Mais le calendrier totalement chamboulé de cette année olympique a décidément eu bien du mal à mettre tout le monde d’accord, notamment au sein de la Ligue du Grand Est d’athlétisme, longtemps divisé par les débats sur l’organisation d’un ou deux tours d’interclubs.
« La Fédération avait initialement préconisé d’organiser le 1er tour dès le 27 avril, mais entre les congés scolaires des uns et les stages organisés à cette période par les autres, c’était impossible », explique Pascal Bleu, président du comité du Haut-Rhin et de l’Entente Grand Mulhouse Athlétisme, qui émarge en N2B. « La date du 5 mai a donc été privilégiée, mais ce n’était pas l’idéal non plus à une semaine du 2e tour. L’Élite et la Nationale 1 n’ayant cette année qu’un tour d’interclubs, le 12 mai, j’étais pour qu’on en fasse de même en N2 et N3. Au final, personne n’était d’accord, donc on a organisé un vote. Et, à une voix près, il a été décidé que le 1er tour de ces interclubs serait facultatif dans le Grand Est. »
« Ça va être très compliqué de monter des équipes compétitives »
Résultat des courses : ni l’EGMA en N2B, ni l’Entente de Haute Alsace en N2A ne seront sur le pont ce week-end à Sarreguemines, pour ce fameux tour de chauffe ‘‘pour du beurre’’. « Financièrement, aller deux fois à Sarreguemines (Ndlr : la finale de N2A y aura également lieu le 12 mai), c’était compliqué », indique Jérôme Schellenberger, capitaine de l’EHA aux interclubs. « Monopoliser les athlètes deux week-ends d’affilée, c’était tout aussi difficile avec les autres compétitions au programme. Le calendrier est très serré cette année, on a donc décidé de ne faire que le 2e tour. »

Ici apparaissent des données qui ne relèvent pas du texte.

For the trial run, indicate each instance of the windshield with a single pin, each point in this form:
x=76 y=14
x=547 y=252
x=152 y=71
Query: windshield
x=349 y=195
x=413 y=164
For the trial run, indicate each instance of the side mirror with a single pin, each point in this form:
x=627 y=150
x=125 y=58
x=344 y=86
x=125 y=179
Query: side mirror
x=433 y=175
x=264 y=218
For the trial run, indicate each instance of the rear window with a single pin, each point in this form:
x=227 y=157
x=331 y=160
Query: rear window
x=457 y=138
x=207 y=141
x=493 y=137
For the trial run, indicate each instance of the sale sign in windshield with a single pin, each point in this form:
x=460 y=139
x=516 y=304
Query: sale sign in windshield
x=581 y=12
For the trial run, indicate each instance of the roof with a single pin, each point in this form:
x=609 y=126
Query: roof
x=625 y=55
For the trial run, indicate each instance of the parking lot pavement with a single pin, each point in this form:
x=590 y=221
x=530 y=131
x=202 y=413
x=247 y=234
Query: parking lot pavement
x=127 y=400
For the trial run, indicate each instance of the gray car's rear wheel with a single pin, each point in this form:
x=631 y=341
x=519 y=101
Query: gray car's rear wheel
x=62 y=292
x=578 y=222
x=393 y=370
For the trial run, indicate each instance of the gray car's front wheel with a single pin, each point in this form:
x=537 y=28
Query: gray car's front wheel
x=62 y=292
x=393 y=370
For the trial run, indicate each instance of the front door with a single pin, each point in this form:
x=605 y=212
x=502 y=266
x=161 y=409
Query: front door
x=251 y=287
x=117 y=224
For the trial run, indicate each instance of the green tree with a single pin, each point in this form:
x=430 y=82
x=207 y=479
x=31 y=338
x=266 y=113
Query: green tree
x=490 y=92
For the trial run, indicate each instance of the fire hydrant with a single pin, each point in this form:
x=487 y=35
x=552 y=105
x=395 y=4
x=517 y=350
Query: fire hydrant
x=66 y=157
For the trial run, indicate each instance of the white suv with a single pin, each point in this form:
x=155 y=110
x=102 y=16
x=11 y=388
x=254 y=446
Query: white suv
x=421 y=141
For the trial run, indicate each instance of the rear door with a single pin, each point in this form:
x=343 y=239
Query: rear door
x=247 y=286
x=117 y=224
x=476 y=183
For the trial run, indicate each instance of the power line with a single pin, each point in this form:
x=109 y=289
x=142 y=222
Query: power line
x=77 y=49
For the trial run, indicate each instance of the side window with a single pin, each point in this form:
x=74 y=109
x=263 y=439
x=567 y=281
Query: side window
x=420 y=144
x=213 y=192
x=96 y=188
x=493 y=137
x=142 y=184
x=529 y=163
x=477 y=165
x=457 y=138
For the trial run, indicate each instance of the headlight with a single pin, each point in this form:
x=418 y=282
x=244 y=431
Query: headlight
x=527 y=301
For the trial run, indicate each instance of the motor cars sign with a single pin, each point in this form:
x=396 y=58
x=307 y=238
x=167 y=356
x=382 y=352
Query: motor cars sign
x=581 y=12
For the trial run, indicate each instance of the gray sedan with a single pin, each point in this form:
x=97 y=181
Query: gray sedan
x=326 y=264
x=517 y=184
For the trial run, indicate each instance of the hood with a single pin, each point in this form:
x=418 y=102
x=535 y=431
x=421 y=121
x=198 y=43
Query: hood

Même décision, donc, à l’EGMA, qui tâchera de mobiliser ses troupes le 12 mai pour le 2e tour de N2B à Châlons-en-Champagne, où les deux premières équipes seront promues en N2A. « Mais entre les vacances, les révisions, les examens et les ponts, ça va être très compliqué de monter des équipes compétitives », prévient déjà Pascal Bleu.
Avec le forfait annoncé du Strasbourg Agglomération Athlétisme et de l’Alsace Nord Athlétisme en Nationale 1B (lire notre édition du 24 avril) - division où seul le Pays de Colmar Athlétisme a prévu de participer à la finale de sa poule à Saint-Etienne, mais sans se réjouir -, les interclubs ne ressembleront pas à grand-chose, vu d’Alsace cette année.